Fee Schedule

Indiana will have a workers compensation medical fee schedule beginning 07/01/14. A billing review service must adhere to IC § 22-3-3-5.2.

Reimbursement to medical service facility based on Medicare’s reimbursement rate

HEA 1320 enacted legislation governing payments made under the Act by an employer or an employer’s insurance carrier to a medical service facility beginning July 1, 2014. Under the Act, medical service facility is defined as only the following: (1) a hospital (as defined in Ind. Code § 16-18-2-179); (2) a hospital-based health facility (as defined in Ind. Code § 16-18-2-180); or (3) a medical center (as defined in Ind. Code § 16-18-2-223.4). Ind. Code § 22-3-6-1(j). The legislation imposed a fee schedule that places a cap on reimbursement at 200 percent of Medicare’s reimbursement rate for treatments or procedures by a medical service facility to a workers compensation claimant. Id. at § 22-3-3-5.2(b)(2); see also § 22-3-6-1(k)(2)(B) (defining pecuniary liability). Such fee schedule is applicable unless the amount of reimbursement is otherwise negotiated between the medical service facility and any of the following: (1) the employer; (2) the employer’s insurance carrier; (3) a billing review service on behalf of the employer or the employer’s insurance carrier; or (4) a direct provider network that has contracted with the employer or the employer’s insurance carrier. Id. at § 22-3-3-5.2(b)(1); see also § 22-3-6-1(k)(2)(A) (defining pecuniary liability).

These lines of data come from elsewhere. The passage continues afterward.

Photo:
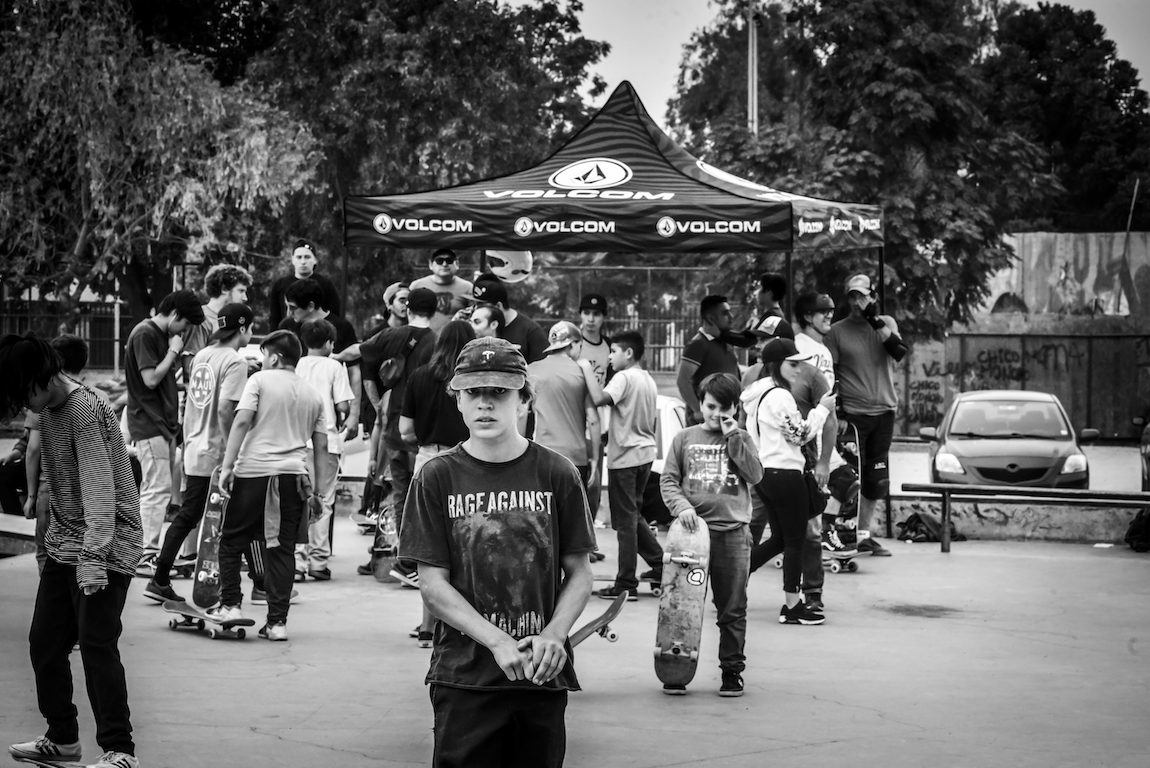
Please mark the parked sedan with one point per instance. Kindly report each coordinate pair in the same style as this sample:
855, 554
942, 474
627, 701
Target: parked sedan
1006, 437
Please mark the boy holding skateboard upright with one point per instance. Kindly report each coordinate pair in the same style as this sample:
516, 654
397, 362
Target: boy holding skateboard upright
265, 470
707, 476
500, 529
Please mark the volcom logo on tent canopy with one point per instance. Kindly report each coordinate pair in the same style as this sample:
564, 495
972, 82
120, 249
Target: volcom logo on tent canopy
591, 174
526, 227
383, 223
667, 227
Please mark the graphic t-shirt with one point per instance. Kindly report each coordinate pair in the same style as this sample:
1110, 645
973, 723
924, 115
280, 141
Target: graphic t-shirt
217, 374
501, 530
560, 406
708, 471
151, 413
288, 411
330, 379
449, 298
435, 413
630, 437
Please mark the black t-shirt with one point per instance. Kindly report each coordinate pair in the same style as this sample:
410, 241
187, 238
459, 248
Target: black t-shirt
388, 344
345, 332
527, 335
501, 530
277, 309
437, 417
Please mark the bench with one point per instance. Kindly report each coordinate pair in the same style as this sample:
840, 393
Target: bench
950, 491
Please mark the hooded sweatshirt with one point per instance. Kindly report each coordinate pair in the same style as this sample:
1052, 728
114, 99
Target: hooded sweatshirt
776, 425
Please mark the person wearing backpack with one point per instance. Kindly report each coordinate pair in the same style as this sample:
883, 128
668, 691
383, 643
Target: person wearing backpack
388, 360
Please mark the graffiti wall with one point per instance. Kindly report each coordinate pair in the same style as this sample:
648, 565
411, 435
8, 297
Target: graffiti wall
1102, 381
1074, 274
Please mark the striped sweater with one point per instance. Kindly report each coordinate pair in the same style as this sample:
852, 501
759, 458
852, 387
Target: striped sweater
96, 507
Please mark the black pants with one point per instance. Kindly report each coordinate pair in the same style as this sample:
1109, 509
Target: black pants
188, 522
63, 615
243, 529
498, 729
784, 493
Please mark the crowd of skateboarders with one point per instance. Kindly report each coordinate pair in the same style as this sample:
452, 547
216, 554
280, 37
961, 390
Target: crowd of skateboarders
496, 530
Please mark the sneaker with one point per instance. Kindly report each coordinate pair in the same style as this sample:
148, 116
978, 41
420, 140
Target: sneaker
276, 631
45, 749
731, 684
868, 545
405, 575
260, 598
612, 592
161, 592
799, 614
225, 613
834, 547
116, 760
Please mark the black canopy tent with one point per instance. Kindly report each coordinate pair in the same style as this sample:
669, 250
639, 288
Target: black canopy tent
620, 184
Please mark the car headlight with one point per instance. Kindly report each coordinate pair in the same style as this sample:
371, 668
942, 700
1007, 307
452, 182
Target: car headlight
1074, 463
947, 462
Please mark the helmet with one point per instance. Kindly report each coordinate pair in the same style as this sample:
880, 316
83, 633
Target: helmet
511, 266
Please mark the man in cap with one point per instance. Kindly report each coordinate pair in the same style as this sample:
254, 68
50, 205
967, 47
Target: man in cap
304, 260
865, 346
500, 529
449, 288
706, 353
520, 330
215, 382
566, 420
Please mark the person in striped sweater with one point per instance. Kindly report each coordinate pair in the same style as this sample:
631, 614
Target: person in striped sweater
93, 542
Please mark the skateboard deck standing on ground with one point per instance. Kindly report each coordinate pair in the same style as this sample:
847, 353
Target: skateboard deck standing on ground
684, 590
206, 586
600, 624
196, 617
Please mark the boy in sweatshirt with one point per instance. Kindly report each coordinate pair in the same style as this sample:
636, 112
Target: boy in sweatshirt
707, 476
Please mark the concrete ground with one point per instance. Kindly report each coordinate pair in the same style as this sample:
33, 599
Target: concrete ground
997, 654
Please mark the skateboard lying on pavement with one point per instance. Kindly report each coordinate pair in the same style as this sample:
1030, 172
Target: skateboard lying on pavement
684, 589
602, 624
45, 762
194, 617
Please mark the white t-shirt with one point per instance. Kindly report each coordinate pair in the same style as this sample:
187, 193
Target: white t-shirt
330, 379
288, 411
631, 432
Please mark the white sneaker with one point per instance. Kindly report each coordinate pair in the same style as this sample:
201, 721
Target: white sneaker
116, 760
45, 749
225, 613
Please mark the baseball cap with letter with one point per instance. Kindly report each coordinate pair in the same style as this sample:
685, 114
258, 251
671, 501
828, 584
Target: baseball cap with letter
490, 362
232, 319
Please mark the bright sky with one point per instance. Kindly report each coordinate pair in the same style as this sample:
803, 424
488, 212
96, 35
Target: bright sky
646, 38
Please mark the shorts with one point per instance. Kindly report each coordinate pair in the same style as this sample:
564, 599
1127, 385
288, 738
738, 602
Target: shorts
875, 435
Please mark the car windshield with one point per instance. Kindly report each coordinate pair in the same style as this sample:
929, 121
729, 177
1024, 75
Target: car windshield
1004, 420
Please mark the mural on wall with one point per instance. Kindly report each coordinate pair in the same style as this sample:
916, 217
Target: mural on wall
1074, 274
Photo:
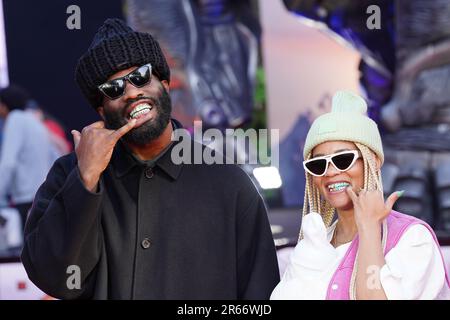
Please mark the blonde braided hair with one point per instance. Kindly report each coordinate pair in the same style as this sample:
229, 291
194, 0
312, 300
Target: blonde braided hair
314, 202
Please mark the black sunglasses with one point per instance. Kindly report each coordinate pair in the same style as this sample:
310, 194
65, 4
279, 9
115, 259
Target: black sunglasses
115, 88
342, 161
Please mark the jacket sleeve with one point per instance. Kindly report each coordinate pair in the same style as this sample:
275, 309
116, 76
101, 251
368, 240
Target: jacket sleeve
257, 261
63, 234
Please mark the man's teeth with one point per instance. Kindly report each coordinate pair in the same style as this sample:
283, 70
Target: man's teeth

Even after this new reimbursement rate takes effect July 1, 2014, medical service providers, such as physicians, will continue to be reimbursed pursuant to the 80th percentile reimbursement rate that is already established by the Act. Based on the law, medical service provider is now defined as “a person or entity that provides services or products to an employee under IC 22-3-2 through IC 22-3-6.” Id. at § 22-3-6-1(i). The relevant portion of the Act reads:

This subdivision applies before July 1, 2014, to all medical service providers, and after June 30, 2014, to a medical service provider that is not a medical service facility. Payment of the charges in a defined community, equal to or less than the charges made by medical service providers at the eightieth percentile in the same community for like services or products.

Id. at § 22-3-3-5.2(a)(3); see also § 22-3-6-1(k)(1) (defining pecuniary liability).​

Services Provided Outside Indiana

Because Indiana had no fee schedule and the statute did not contemplate medical services provided outside of the State of Indiana, it appeared that “usual and customary” was the only applicable standard available, if the claim or case was under Indiana’s jurisdiction.